Ricordiamo infine un pronipote del C., Tommaso, figlio di Pietruccio di Cola di Abrunamonte, il quale insieme con altri sbanditi guelfi e ghibellini riuscì a penetrare, il 7 sett. 1390, in Spoleto, dove il card. Francesco da Monopoli, legato generale di Bonifacio IX, assediava la rocca saldamente tenuta dai partigiani dell'antipapa Clemente VII. Tommaso riuscì a sbloccare la fortezza, abbattendo le opere d'assedio e costringendo alla fuga il cardinale che, con il suo operato, si era alienato le simpatie del popolo e dei nobili. Dopo un breve periodo di calma scaturito da un accordo tra le fazioni cittadine, i guelfi e gli sbanditi rientrati in.città ripresero, il 1º genn. 1391, l'assedio della rocca, dove si era asserragliato Tommaso con i ghibellini. Gli attaccanti potevano contare sull'appoggio delle milizie del vescovo di Montefeltro, rettore del ducato, sui contingenti di Ugolino Trinci, signore di Foligno, e Giannello Tomacelli congiunto del papa. Il fatto d'armi decisivo avvenne il 9 apr. 1391, e ne fu protagonista Tommaso. Uscito dalla rocca con Gaspare Pazzi da Arezzo per recuperare gli uomini dispersi sulle montagne e raccogliere vettovaglie, Tommaso non solo riuscì a procurarsi una grande quantità di grano ed a riunire un contingente di mille armati tra fanti e cavalleggeri, ma si impadronì anche di due fortificazioni nemiche, l'una sul Monteluco, l'altra all'inizio del ponte delle Torri. L'azione fallì tuttavia per il tempestivo intervento delle milizie guelfe di Giovanni de Domo: le bastie vennero riconquistate, gli armati di Tommaso, battuti in battaglia campale, furono costretti a disperdersi nuovamente sulle montagne. La rocca di Spoleto, priva dei rifornimenti in uomini e vettovaglie di cui avrebbe avuto bisogno per proseguire nella resistenza, dovette capitolare.

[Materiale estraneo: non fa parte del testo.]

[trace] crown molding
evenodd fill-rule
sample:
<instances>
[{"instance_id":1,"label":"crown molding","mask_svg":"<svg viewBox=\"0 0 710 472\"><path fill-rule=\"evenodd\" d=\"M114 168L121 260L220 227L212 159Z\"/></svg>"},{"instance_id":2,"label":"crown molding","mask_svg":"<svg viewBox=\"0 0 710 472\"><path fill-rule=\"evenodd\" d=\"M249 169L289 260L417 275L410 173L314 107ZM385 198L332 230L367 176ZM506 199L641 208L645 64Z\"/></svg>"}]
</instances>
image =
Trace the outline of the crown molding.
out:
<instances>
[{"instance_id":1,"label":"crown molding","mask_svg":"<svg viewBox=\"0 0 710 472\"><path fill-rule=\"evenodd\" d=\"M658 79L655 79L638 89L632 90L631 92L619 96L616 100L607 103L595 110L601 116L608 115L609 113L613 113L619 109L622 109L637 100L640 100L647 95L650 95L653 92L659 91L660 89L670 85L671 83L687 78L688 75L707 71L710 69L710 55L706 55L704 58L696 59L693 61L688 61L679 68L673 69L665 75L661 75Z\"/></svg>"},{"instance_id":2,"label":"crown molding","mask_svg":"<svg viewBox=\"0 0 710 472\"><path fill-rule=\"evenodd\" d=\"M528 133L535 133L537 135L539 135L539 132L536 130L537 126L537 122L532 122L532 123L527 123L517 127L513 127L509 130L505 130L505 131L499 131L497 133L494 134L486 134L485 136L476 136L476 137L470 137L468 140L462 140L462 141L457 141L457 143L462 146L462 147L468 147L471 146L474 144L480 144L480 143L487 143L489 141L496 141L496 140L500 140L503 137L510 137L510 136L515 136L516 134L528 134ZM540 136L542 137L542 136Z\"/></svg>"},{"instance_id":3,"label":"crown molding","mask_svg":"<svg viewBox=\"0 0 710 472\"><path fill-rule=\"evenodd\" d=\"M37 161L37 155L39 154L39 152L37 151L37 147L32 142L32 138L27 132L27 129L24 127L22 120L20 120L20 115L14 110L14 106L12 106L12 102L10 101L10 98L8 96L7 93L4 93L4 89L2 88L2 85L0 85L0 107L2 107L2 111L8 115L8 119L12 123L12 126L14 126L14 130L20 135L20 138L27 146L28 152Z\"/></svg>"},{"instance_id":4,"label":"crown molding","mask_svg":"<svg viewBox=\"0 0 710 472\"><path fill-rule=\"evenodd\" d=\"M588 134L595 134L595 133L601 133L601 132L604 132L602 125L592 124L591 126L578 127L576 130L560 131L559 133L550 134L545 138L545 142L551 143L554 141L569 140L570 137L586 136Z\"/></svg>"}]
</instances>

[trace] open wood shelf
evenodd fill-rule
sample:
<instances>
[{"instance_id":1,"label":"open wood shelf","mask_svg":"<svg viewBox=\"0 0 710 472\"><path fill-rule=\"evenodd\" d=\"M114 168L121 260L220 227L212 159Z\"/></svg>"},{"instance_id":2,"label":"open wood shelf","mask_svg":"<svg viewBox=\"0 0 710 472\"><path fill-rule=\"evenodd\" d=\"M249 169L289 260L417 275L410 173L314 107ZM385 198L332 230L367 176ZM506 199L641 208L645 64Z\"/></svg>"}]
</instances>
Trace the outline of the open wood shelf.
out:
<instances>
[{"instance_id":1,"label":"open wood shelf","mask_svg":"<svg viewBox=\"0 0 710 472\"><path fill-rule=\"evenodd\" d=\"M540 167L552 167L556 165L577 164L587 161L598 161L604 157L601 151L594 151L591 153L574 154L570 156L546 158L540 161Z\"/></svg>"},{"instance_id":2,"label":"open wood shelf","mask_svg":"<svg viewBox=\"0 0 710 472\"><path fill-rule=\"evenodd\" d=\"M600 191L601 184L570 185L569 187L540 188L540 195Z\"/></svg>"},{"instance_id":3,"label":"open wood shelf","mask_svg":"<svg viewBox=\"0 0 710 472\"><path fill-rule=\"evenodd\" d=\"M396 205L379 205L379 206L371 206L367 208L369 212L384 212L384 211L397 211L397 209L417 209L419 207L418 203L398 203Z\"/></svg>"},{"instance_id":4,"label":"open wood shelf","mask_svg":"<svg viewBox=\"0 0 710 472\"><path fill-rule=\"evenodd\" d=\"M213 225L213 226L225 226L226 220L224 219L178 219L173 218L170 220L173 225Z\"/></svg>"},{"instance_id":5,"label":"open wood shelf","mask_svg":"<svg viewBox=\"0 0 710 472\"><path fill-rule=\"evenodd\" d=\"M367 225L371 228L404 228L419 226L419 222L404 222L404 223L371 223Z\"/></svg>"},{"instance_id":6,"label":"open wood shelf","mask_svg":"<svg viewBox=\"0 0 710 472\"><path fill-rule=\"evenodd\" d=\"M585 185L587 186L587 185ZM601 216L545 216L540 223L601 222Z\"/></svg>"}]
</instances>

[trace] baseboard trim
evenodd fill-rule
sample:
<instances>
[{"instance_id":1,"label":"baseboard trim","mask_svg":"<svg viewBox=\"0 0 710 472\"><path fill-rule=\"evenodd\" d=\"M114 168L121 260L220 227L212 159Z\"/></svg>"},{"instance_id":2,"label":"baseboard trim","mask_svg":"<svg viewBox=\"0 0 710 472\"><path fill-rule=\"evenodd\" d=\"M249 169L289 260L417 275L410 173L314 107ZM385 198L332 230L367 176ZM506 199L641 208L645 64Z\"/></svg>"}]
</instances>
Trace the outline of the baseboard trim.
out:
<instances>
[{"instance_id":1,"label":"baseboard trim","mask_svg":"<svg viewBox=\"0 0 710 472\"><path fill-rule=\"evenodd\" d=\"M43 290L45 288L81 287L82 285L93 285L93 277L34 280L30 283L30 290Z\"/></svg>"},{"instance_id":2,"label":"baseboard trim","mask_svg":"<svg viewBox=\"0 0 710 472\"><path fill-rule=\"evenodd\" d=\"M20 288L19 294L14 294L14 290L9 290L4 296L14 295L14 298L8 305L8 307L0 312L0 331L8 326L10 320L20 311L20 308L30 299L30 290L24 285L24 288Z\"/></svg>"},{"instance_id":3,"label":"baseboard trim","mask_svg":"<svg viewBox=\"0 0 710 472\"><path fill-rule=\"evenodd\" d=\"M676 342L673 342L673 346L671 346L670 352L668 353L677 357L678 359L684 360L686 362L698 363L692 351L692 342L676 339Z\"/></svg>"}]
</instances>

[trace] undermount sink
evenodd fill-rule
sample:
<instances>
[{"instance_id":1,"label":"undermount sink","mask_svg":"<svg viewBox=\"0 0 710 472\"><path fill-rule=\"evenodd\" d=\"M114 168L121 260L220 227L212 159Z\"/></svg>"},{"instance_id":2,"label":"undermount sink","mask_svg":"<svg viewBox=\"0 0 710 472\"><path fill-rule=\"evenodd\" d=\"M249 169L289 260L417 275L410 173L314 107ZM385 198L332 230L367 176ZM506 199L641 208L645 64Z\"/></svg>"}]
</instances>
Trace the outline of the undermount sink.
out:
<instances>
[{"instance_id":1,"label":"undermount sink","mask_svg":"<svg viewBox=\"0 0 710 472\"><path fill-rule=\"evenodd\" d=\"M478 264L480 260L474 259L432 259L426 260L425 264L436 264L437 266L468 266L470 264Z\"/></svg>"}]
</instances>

I ghibellini furono banditi e subirono, ancora una volta, la confisca dei beni; già nel 1393, tuttavia, venivano riammessi in città. Alcuni anni dopo - le fonti, ricche di particolari leggendari, non permettono di precisare meglio le date -, Tommaso ed altri suoi compagni tentarono di far sollevare alcuni castelli, ma la rivolta fu subito soffocata con la forza da Giovanni de Domo. Secondo il Minervio, dopo questi avvenimenti Tommaso sarebbe riparato a Milano, dove sarebbe morto e dove le sue spoglie sarebbero state inumate nella chiesa di S. Francesco: l'attendibilità di questa notizia è inficiata dalle indicazioni cronologiche fornite dal memorialista, il quale pone la sconfitta definitiva di Tommaso e dei suoi seguaci al 1419.
A ricordo della battaglia alle falde del Monteluco, sulla parete destra della cappella dedicata a S. Pietro martire nella chiesa di S. Domenico, tra la fine del sec. XVII e gli inizi del XVIII fu collocata una tela di Maffeo Catalli da Terni raffigurante l'episodio.